This is the first in a series of post covering Qcon London 2018. The codecentric NL team spent three days at Qcon to catch up on the latest trends and practices in software development, devops, architecture and distributed systems.
Introduction to Qcon
Technology is moving faster all the time and at codecentric we look for different ways to keep up with what’s hot and what’s not. One of the recurring events on our calendar is Qcon London, which brings together a host of international attendees and has industry-renowned speakers from all over the globe. The conference focusses on practioners and packs a big punch with high-quality content condensed in three days.
The talks are organized in tracks, where each track is hosted by an industry veteran with specific knowledge of the track they are hosting. This helps shape the conversations and questions around the talks.
The Qcon team curates content around topics that are emergent or have just about gained traction within the industry, which makes it a perfect place to learn about new technology trends. And with the focus on practice rather than theory, it’s a great way to learn from those who have led the way in trying new technologies and who have started to develop practices around those.

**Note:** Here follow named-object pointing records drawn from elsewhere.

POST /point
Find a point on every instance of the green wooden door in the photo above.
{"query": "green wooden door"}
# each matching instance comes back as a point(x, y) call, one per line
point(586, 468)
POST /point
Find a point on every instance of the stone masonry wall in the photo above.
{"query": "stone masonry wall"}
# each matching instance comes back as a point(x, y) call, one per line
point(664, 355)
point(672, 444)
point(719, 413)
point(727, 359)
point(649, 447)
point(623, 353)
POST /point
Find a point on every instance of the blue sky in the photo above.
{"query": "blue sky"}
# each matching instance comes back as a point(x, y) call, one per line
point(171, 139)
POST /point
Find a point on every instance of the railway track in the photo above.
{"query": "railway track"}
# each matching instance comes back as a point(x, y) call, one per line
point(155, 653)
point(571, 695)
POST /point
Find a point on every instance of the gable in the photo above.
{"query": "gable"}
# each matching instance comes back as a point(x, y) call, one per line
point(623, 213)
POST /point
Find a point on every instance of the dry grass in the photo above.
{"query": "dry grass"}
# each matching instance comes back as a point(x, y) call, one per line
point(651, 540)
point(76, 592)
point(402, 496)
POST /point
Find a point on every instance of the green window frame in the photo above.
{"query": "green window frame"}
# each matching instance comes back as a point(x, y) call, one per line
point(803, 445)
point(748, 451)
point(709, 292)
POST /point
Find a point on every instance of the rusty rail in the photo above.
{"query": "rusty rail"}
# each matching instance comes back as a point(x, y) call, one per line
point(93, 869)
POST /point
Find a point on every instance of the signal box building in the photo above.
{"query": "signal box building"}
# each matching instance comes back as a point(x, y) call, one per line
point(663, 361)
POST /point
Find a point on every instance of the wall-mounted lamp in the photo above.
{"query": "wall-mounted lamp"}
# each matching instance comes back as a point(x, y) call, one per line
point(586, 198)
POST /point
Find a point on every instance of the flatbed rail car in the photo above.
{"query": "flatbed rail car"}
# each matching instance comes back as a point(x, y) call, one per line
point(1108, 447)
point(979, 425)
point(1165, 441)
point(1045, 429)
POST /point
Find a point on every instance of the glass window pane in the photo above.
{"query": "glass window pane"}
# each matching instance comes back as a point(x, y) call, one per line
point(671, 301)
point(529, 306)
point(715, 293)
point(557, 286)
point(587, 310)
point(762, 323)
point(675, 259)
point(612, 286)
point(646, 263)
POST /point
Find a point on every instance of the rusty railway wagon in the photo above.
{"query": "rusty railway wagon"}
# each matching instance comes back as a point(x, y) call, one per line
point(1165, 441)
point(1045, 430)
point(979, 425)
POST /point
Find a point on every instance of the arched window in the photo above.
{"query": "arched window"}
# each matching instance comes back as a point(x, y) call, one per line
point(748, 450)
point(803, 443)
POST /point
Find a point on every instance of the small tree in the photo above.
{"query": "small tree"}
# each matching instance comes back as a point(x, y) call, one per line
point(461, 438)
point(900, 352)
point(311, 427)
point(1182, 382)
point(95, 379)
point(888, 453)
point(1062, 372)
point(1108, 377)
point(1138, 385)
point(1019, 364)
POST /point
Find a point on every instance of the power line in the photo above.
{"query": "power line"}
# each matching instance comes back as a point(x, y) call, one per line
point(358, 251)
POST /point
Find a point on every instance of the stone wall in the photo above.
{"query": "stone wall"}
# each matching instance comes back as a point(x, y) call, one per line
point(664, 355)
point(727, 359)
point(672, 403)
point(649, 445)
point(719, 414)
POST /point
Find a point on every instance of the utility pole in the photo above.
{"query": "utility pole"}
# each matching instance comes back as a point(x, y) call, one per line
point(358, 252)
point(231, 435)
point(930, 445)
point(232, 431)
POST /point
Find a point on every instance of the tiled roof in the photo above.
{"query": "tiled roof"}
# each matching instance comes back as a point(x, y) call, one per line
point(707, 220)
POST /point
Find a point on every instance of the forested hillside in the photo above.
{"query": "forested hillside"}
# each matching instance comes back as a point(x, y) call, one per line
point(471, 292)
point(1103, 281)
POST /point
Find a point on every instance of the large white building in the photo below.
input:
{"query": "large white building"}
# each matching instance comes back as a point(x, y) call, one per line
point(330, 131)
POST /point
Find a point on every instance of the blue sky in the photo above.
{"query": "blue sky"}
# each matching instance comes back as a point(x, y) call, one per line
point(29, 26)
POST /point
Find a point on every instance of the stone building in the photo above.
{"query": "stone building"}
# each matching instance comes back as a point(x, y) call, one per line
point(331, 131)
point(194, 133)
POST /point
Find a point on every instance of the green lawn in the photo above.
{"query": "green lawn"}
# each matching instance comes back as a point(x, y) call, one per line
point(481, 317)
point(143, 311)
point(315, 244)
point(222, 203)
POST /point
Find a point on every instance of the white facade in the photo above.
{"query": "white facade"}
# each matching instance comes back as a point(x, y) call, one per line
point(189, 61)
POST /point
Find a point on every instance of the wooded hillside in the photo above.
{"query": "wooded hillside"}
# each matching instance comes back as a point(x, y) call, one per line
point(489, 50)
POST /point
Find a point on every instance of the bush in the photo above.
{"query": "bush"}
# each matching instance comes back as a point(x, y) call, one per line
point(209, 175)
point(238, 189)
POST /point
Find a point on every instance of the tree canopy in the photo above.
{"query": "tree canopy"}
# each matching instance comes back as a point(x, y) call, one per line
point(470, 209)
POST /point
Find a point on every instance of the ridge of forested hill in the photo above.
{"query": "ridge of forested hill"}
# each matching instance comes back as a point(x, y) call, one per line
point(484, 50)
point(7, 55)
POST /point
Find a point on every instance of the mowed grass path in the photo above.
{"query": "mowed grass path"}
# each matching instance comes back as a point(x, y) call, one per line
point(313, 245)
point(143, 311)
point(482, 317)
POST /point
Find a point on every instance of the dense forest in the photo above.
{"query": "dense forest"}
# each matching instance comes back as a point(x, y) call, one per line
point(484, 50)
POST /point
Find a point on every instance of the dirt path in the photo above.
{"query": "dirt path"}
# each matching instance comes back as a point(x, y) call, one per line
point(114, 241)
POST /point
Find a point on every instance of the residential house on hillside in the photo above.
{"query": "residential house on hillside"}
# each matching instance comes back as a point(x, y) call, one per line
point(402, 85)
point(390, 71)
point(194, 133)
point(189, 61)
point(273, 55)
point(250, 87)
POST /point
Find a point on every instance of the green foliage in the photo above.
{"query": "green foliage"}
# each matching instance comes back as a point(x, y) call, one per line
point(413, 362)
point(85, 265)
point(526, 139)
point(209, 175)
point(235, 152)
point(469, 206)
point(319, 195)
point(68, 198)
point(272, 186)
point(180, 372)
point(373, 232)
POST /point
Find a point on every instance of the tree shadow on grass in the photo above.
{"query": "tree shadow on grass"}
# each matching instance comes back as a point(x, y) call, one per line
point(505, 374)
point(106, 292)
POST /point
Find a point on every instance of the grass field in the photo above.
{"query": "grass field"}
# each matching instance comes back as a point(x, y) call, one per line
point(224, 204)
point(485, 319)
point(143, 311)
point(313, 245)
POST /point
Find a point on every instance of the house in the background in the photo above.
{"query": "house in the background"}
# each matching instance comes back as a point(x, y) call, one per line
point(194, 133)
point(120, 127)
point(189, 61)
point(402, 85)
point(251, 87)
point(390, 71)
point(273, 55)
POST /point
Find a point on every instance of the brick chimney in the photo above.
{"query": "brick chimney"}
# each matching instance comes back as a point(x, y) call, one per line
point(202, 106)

The topics covered in this years’ conference, grouped by their respective place on the Rogers adoption curve can be found below:
The rise of Observability
One of the key topics during this year’s event was Observability. It is clear that the growing popularity of distributed architectures and microservices means that understanding what is happening within the IT landscape is becoming increasingly difficult. The good old days of having Nagios alert on CPU spikes and disks filling up are over. They are simply not enough to deal with complex and unpredictable failures across todays distributed platforms. Because the only certainty is that failure is unavoidable.
But what’s wrong our monitoring?
As Charity Majors pointed out in her talk Observability and Emerging Infrastructures, monitoring IT systems has been mostly focussed on getting to grips with the ‘known unknowns’: that is to say, we monitor the things that we know are prone to cause issues, or that are prone to fail. For example, because we know high loads on a machine could trigger faults, we put a monitor on it and let the system alert us if a certain threshold is crossed. This has served us well for a long time and still definitely serves its purpose, but it is no longer enough.
As we learn more about our systems and its behaviours, our engineers are making sure that appropriate actions are taken to avoid customer impacting issues. Auto remediation of problems can be implemented, such as auto-scaling resources to deal with contention. If our system is built to deal with failure, sending certain alerts may no longer be relevant since the system can cope with the problem without impacting our customers. And if the customers are not impacted, why should we page our engineers at 03:00 AM?
Monitoring is how we have kept an eye on the things the we know will fail in our systems for a long time. But times (and our architectures) have changed dramatically.
Operational complexity and the need for observable systems
With microservice architectures and the rise of cloud-native patterns our workloads and the platforms supporting them, are becoming increasingly short-lived and change heavy. We are seeing companies that are deploying new code into production at staggering rates. And while those deployments are often small, incremental changes, we know that change is often the cause of incidents.
With so many moving parts within our systems it is becoming increasingly hard to find the cause of problems. Observability of a system, as Majors states, is what should allow you to answer arbitrary questions about how well your software works at any time. This is quite different from the static view which our traditional monitoring systems present us with. In the end, what matters most is if we are serving our customers. With these new architectures, comes a shift in monitoring. A focus on the health of the business transactions flowing though the systems and the experience of the customers interacting with it. The health of just the individual components becomes a lesser concern.
Building observable systems requires logging, traces and metrics to be generated, collected and available for analysis. It the only way in which we will be able to find the problems when we need to.
Qcon 2018 showed an increase in attention on the topic of monitoring of distributed systems. With evolving architectures, we can clearly see that infrastructural components in our applications landscape need to become increasingly intelligent. There is an obvious need for tooling to make tangible information out of the massive set of data that is collected through traces, metrics and logs.